I was completely unprepared for what happened. At home my parents didn’t talk about spiritual matters. My mother had been raised a Buddhist and my father was a self-proclaimed “Jack Mormon”, who would roll his eyes at any reference to religion. As a kid, one of my few experiences with the church occurred a few months after we moved to Alaska and two men dropped by and knocked on our door. I suppose my father’s membership records had finally made their way to the local branch, but Dad wasn’t ready for any welcome committees. He glanced out the living room window and said quietly, “Don’t nobody move.”

That’s when one of the men—the one whom I would later know as Brother Carlson—rapped a knuckle on the window and said: “We’re your home teachers and we can see you in there breathing.”

Dad told us to ignore them and eventually they went away, but they continued to rap on our window every few months, only to be ignored again or told to go away. My father was dismissive about them and wouldn’t explain who they were, aside from telling us they were nuts. The whole affair was quite bizarre to me. What were the men hoping to teach us—some Tony Soprano-styled lesson? And why were they spying on us? My brothers and I wondered if we’d moved to Alaska under the auspices of some witness protection program.

I tell you this to describe just how unprepared I was when the spirit touched me that day in 1975. As I stood there in St. Peter’s Basilica, I wondered what could inspire someone to compose such a beautiful motet, but that only led me to ask other similar questions. Where had Michelangelo obtained the inspiration to paint the ceiling of the Sistine Chapel and sculpt the Pieta, both of which I’d seen that day? And what had caused so many people to sacrifice so much to build the edifice in which I stood?

In the end I could only conclude that it had something to do with the man, Jesus, of whom I knew so little and must know more. Within days after I returned home, Brother Carlson’s son, Dave, invited me to attend church with him and I couldn’t refuse.

Taped to a wall inside the middle school band room where my kids once played is a list of rules the students are expected to follow. The first rule is my favorite. It reads, quite simply: We all play together.

The ideal of playing together is one reason why music is so compelling. No matter the geography or culture of origin, all musical forms share an oddly familiar beginning. You can hear it in the melodic chants uttered during a bar mitzvah, or a Buddhist funeral, or a Native-American powwow, or the Islamic call to prayer.
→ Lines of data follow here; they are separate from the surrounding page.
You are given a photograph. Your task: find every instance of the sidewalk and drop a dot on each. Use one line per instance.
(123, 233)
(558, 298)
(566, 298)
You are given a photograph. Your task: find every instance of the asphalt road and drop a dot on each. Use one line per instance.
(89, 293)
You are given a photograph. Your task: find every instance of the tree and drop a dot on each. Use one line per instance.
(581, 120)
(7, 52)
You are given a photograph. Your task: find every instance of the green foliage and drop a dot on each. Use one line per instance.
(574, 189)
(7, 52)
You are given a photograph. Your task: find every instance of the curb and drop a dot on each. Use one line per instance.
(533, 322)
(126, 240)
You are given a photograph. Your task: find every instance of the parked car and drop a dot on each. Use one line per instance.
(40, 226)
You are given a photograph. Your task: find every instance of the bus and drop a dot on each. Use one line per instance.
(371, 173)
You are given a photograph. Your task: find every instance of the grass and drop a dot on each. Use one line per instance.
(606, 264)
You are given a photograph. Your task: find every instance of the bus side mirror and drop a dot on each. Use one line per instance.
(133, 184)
In every case, they are meant to join communities of people in a spiritual communion. When all our voices blend together—expressing longing and joy, angst and perfect love—the nature of that communion puts us as close to heaven as nearly any other earthly experience. But what if we don’t sing in tune or in perfect rhythm? If getting there is half the fun, the road to perfect harmony can still be exhilarating, despite the occasional need for a tune-up.
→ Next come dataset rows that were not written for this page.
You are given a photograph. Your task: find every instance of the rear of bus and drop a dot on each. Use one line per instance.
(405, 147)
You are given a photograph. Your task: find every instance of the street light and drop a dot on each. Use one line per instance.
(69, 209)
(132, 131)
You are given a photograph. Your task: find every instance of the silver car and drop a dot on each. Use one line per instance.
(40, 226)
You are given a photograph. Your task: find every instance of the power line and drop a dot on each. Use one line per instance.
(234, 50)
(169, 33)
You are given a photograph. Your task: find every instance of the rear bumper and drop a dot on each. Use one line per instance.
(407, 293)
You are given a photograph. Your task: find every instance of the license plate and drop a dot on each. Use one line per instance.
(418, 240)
I had a dear friend once who happened to be a dog. Jesse loved music and had impeccable taste in it, preferring the masterworks of the Late Baroque composers. It didn’t matter where he was, whenever Lori played a movement from Handel’s Messiah, or some other similar piece, Jesse would come running. He’d flop down beneath the piano’s soundboard and roll onto his back with legs in the air and ears outstretched to capture every note. The grin on his face suggested a kind of spiritual ecstasy. A year before he passed, Jesse was diagnosed with a tumor in his hip that required one of his hind legs to be amputated. Afterward he couldn’t balance on his back anymore, but he still loved to lie beneath the piano. I don’t want to be maudlin here, but Jesse seemed to take refuge in music, as if it transported him to a dog-version of heaven, like the long walks through the woods we eventually had to curtail. Is there any wonder why David tells us to, “Sing to the Lord a marvelous song?”